"Tabou", "déni" : des policiers dénoncent le racisme de leurs collègues dans une enquête
© Joly Victor/ABACA - Illustration
Une série de témoignages, recueillis par France Télévisions dans une enquête publiée sur franceinfo mardi 12 juin, montrerait une banalisation du racisme au sein de la police nationale.
Si les violences policières ont défrayé la chronique ces dernières années, la question des violences au sein même des forces de l'ordre reste méconnue. Une nouvelle enquête de nos confrères de France Télévisions, publiée sur franceinfo mardi 12 juin, met en lumière des faits troublants rapportés par des agents de police qui seraient victimes de racisme au sein de l'institution.

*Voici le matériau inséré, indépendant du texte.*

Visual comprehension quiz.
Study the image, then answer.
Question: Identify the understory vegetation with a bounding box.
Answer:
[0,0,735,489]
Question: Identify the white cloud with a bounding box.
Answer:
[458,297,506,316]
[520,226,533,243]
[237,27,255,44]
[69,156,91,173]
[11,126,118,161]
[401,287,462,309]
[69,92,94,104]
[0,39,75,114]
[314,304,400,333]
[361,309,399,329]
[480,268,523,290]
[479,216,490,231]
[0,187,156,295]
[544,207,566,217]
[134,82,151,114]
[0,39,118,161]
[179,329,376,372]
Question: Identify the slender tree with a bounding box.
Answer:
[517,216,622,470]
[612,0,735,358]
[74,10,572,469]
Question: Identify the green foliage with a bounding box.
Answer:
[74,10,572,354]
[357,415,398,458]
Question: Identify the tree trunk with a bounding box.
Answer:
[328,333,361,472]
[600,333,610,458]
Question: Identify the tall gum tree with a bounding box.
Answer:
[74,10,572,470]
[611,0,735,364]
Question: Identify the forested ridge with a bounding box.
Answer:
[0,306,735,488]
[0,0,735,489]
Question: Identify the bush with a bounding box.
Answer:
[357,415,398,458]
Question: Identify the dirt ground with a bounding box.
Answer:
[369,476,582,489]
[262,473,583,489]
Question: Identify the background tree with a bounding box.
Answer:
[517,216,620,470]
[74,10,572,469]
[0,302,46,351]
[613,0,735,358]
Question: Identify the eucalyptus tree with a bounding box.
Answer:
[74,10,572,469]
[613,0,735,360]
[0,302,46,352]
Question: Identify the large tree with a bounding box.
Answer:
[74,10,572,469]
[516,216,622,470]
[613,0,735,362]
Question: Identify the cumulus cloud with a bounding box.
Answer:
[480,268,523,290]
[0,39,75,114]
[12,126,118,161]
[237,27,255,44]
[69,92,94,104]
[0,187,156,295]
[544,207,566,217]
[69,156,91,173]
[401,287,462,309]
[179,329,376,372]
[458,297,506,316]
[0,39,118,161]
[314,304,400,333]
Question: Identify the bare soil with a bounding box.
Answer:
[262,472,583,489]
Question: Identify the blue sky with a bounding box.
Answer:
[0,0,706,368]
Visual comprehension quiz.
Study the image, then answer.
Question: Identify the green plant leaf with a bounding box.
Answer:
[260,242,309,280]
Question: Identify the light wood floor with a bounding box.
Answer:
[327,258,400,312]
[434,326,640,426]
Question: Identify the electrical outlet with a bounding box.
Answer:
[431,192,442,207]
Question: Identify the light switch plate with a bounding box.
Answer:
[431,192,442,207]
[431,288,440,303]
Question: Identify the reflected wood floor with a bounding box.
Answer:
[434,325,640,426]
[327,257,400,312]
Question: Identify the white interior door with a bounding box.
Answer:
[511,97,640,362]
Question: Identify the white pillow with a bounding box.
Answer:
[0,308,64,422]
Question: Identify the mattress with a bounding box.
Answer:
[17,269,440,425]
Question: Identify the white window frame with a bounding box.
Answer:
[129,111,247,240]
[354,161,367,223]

Beaucoup dénoncent une omerta : "Dans la police, on ne dénonce pas ses collègues", explique l'un d'entre eux.
Parmi la dizaine de témoins qui ont accepté de confier leur expérience de manière anonyme, plusieurs sont d'origine maghrébine. L'un d'eux avec 20 ans de carrière se souvient d'humiliations récurrentes lors d'exercices : "Tu vas faire le voleur, on va procéder à un contrôle d’identité sur ta personne", lui aurait demandé un supérieur. Ce rôle lui aurait été attribué plusieurs fois, raconte-t-il. Une policière, elle, fait état d'injures : "Ton nom de famille, c’est un bon nom de bougnoule”, lui aurait lancé un collègue.
"On m'a crevé mes pneus"
Des railleries récurrentes qui ont poussé la fonctionnaire à porter plainte et à confronter ses collègues. "À partir du moment où j’ai osé parler, j’ai été harcelée. J’ai changé de commissariat et j’ai été considérée comme la balance. (...) On m'a crevé mes pneus", déplore cette dernière auprès de France Télévisions. Des retours corroborés par le capitaine Stéphane Lemercier, un gradé ancien syndicaliste : "J’en ai été témoin régulièrement, et je n’ai pas honte de le dire", assure-t-il, estimant qu'il s'agit d'un "tabou" et qu'"il y a un déni au niveau de la hiérarchie".
Contactée par France Télévisions, Sonia Fibleuil, porte-parole de la police nationale, nie tout caractère systémique, et a souhaité préciser que les discriminations étaient prises au sérieux. L'institution mettrait un point d'honneur à recueillir la parole des policiers victimes. Pourtant, un rapport sur le sujet réalisé en 2021 par le conseil scientifique de la DILCRAH, la délégation interministérielle de lutte contre le racisme, pointerait le contraire. Il n'a jamais été rendu public, précise franceinfo.
En octobre 2022, nos confrères de franceinfo abordaient une autre problématique sur laquelle les statistiques sont peu nombreuses, voire inexistantes en France : les violences conjugales commises par des policiers. Des zones d'ombre qui continueront d'alimenter les débats.